Do you recommend that organisations in the region have a quota system to structure their boards in order to boost the number of women in leadership positions?
“Why should we have quotas? I think if I am capable enough, I will be recognised. Quotas always oblige you – you fill up roles without checking whether someone is capable or not. And sometimes you will end up having the wrong people around you – what’s the point? I think that’s not healthy. It doesn’t add value – that’s my opinion.”
What are the main challenges that working women in this region face?
“The most important challenge is timing for women. When we started working in the 1970s and 1980s, I think it was a bit easier. For instance, when I worked in the Ministry of Education, I used to be at home by 2:00pm in the afternoon. So I was able to look after my children. Now it is a bit difficult for women. However, most of our big entities such as Dubai Ports and Dubai Water and Electricity Authority have their own nurseries so that women can check on their babies despite long working hours.”
You have been a businesswoman for several years now. How did you manage to achieve the ever-elusive work-life balance – were you ever tempted to leave the business and focus only on your family?

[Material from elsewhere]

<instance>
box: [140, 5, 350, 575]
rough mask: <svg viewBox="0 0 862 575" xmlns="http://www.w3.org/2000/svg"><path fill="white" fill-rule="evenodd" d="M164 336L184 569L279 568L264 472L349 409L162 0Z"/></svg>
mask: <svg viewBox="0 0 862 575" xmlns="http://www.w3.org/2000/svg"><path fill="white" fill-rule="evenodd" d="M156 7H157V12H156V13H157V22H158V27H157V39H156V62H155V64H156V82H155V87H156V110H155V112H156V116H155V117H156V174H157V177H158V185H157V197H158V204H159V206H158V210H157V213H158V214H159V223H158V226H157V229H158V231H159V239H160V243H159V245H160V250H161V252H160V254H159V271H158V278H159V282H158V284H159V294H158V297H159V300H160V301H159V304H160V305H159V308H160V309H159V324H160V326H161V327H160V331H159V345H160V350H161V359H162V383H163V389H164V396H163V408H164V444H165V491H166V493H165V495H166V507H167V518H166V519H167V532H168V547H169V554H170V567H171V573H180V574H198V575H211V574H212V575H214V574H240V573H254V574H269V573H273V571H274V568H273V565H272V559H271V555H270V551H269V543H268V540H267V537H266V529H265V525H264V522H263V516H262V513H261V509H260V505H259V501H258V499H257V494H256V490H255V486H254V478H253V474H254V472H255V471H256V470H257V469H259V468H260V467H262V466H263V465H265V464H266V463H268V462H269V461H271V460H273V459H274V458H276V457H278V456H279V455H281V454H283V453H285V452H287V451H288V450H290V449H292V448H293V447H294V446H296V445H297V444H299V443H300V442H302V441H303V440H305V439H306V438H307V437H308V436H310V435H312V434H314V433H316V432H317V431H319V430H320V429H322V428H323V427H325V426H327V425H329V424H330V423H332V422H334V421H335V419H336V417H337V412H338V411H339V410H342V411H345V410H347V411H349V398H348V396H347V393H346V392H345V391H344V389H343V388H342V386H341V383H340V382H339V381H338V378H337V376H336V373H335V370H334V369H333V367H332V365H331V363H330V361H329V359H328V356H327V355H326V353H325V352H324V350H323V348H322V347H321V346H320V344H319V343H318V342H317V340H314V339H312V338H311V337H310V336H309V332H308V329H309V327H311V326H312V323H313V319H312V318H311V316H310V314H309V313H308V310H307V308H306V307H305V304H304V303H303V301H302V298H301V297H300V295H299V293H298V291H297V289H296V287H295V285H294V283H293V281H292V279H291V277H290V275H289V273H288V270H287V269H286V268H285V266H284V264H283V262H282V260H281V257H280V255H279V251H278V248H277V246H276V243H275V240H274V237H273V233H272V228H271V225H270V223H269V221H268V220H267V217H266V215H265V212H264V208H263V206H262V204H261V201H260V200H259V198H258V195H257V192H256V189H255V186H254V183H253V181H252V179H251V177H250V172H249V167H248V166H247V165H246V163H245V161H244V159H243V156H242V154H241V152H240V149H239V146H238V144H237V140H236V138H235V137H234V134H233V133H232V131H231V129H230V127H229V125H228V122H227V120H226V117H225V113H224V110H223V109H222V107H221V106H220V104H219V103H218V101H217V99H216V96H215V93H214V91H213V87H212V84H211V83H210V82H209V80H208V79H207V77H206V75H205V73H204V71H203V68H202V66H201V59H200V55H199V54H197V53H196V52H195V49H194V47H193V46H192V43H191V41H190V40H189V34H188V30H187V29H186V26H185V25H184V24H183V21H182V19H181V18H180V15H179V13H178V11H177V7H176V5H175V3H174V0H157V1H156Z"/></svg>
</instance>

“I find it hard to maintain my work-life balance. It’s still challenging because when you give so much into working, you forget yourself. There are so many things to compromise on. For instance, in my case I feel why shouldn’t I have my morning coffee or afternoon tea with my friends? I’m invited to these events but I can’t attend.
“If you are willing to sacrifice these things, you can move along. This is how I moved along. Everybody has to do it – it all depends on how you want to run your life. I work because I love to work, it’s not because I’m obliged to do so. Sometimes I even feel bored during the weekends.
“But in terms of my family, I always find time for them. I don’t neglect them. And if I ever have to choose between my family and my work, I will always choose my family. That’s one thing I’m very clear about.”
You have several responsibilities and manage various organisations. Can you take us through your typical day?
“I start from my house at 8:00am in the morning and I end almost by 7:00pm in the evening. So it’s a full day whether here at Easa Al Gurg Group or any of the other organisations. Starting early is a habit I learned from my days at the Ministry of Education because I had to be at the school before the day started. Everyday goes through a different pattern. I think in business there is always something new. That’s what makes it interesting for me.”
And what are your favourite leisure activities that you pursue when you have time for yourself ?
“I sit and read all the notes that I have written through all the years because I collect them. I don’t throw them out. I enjoy looking through the books and seeing what I managed to achieve. I also read different kinds of books – I love leadership books but I’m happy to read anything that comes into my hands.”
Lastly, what do you believe is your biggest achievement?
“It is the blessings I have from God for all these hats I wear and for such a lovely family.”